Now that I have addressed all of my opponent’s claims, I hope we can lift this election from the gutter of personal attacks and focus on the issues important to all Americans and the citizens I will soon represent in Congress. I want to unify our district and our community, and then our nation. Let’s bring this great country back, just like I came back from the dead.

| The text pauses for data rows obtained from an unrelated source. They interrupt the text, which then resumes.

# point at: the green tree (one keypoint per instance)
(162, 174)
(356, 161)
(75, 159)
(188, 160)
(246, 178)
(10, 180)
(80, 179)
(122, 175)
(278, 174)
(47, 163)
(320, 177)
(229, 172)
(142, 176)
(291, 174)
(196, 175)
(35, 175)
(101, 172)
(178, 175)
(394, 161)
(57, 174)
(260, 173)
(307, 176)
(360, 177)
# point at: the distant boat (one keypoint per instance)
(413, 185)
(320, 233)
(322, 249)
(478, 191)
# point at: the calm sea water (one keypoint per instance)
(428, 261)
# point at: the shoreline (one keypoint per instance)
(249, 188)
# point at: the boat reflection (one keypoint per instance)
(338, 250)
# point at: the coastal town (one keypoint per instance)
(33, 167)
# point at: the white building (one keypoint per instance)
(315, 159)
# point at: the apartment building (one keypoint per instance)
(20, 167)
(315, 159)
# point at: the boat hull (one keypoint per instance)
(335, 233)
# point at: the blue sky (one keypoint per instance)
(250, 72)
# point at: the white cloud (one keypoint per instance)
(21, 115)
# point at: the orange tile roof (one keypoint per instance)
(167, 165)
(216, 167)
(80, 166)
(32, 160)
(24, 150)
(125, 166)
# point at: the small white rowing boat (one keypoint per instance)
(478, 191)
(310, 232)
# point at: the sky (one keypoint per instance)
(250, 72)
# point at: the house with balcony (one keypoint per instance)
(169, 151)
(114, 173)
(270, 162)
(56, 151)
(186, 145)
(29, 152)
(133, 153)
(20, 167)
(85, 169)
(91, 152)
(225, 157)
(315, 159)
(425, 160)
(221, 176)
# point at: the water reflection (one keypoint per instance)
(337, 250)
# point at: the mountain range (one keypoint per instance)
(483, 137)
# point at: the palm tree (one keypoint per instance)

(Billy, this would be a good place to throw in some of that patriotic rigamarole too, or maybe make up something about me adopting a blind puppy. The mouth breathers will scarf it up like a starving man at an all you can eat buffet!)

Thank you for your time,

George A. Savini

Your Next Congressman of District 9

Editorial note: According to information from the coroner’s office, Johan Gruber was not a zombie at the time of the incident at the debate and only became one after exposure to Mr. Savini. The campaign did not respond to our calls for comment, but did launch a number of social media attacks labeling our paper as “Mortal propaganda designed to derail our movement,” along with a link to purchase Savini for Congress dress socks and baby rompers.